2016-03-24, Crescent City, CA

Thursday March 24, 2016, 12:44pm
Crescent City, CA

Driving down the 101 through Redwoods National and State Parks back to Arcata for a gig tonight at Redwood Curtain Brewing. Stayed in the Jedediah Smith Campground last night, sort of splurged on a site, a bunch of firewood, local organic eggs. The coast is beautiful out the window, the ocean placid. and never-ending. Mists in the trees make everything feel silver green. So much green. Green of every description. The almost black green of the pine trees and the bluffs that butt up against the waves. The light fluttering green of the new leaves and the grass lining the highway.And a thousand shades in between. The emerald green of the river we camped on last night and drove beside down six miles of dirt road through the park, dwarfed under the towering trees. We stopped to wade.

The campfire last night was some sort of extended murmur of reflection for both of us, we barely spoke for several hours, just staring into the flames in silence until my eyes hurt, then staring some more. We bought so much wood we had a fire until midnight, far later than we normally have stayed up on this trip, so I’m tired today, I smell like smoke, I’m vulnerably emotional and ragged. I kept feeling like I couldn’t hear the trees properly, like they had songs they were ready to teach me but I had too many other things blocking the way. It has been a slightly frustrating few days up here for me because of that, I just feel like I need to be alone with the trees for awhile to let them speak, to listen more clearly without distraction. The rivers too. The Eel River has been particularly insistent that I listen better, that I take more time to sit quietly and hear his stories. There’s so much temporary chatter and clatter here, humans talking to themselves, so much anguish, regret, loss, desire, ennui, resignation, stasis. The trees seem to accentuate it, standing in watch, observing, listening, watching attentively as the humans wash by to and fro beneath them like blood more than water, like skin more than fire. The humans seem to have to firm shape, no consistency or stature, they feel oddly gelatinous here. Like cartiligde from a spine, that drains and shrinks and seeps back into the soil or even into the air, as if it were never here, their stories sinking with them.

I felt a strange sensation when we first pulled into Eureka on Tuesday, it was like the people were lighting themselves on fire but only melting from inside, there was no flame, just a metallic melting of tissue and a thin dusty grey white residue leftover. It encased them in resignation and a slow ascent into the vanishing. A woman in Crescent City just now packed up her things with two dogs. A man inside getting a coffee with his small son pointed to her out the window to be sure his son saw that she had a cat on top of her backpack as well. The cat perched on top of her pack, secured with a leash, it laid there uncomfortably, waiting for the shifting to settle down and the slow rhythm of the walking to take over. On the back of her khaki green pants was a sewn-on badge that read "Not all who wander are lost.” and I wondered where she was, and if it mattered, and if anyone else knew. She also had a cardboard sign “Broke, hungry, anything helps.” and I felt compelled to giver her money. Why? Because of the dogs? The cat? That she was female? She asked if I knew where the dentist was, she had no idea how to get to her appointment.
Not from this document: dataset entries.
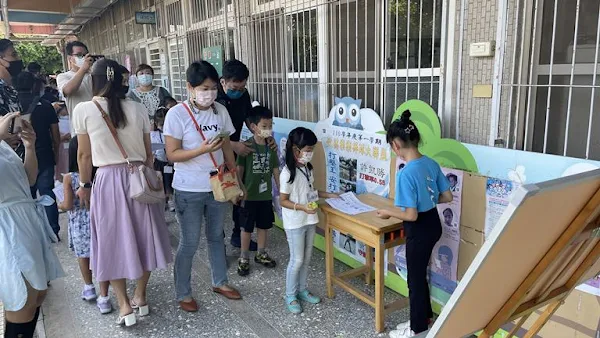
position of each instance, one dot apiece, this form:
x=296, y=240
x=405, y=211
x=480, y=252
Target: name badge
x=262, y=187
x=313, y=196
There was a message on FB from Allison this morning when we finally got back to wifi. She said she felt like she’d lost me on this trip, that she missed me checking in on them back in Michigan. I’d felt it too, earlier in the trip, weeks ago, I’d felt like she had made a mental leap into a new space, letting go of me in a new way. There’s a funny thing that happens when people you’ve worked with for a year or six months or 2 years suddenly announce they’re leaving, they give their two weeks notice, and you can feel yourself letting them go, it’s almost a form of defenses going up, right? To protect yourself from the loss. I thought she was going through that. I’d been desperately trying to stay the same, use the same cheery emoticons, show the same empathies to her struggles, show the same support, but I could feel something was different. That I too was grappling with the distance, the change, the overwhelming sum of the new adventure adding up into something undefinable and large, frightening in its scope, in its potential to expand or shrink or change without warning. What is it about travel that does that. Is it that you’re untethered? That there’s no daily repetitive ritual to hold you to the timeline of routine. I don’t know, but it’s scary and exciting and sad and frightening and glorious and life affirming and present and filled with promise and regret.

I feel so vulnerable today. Love to all.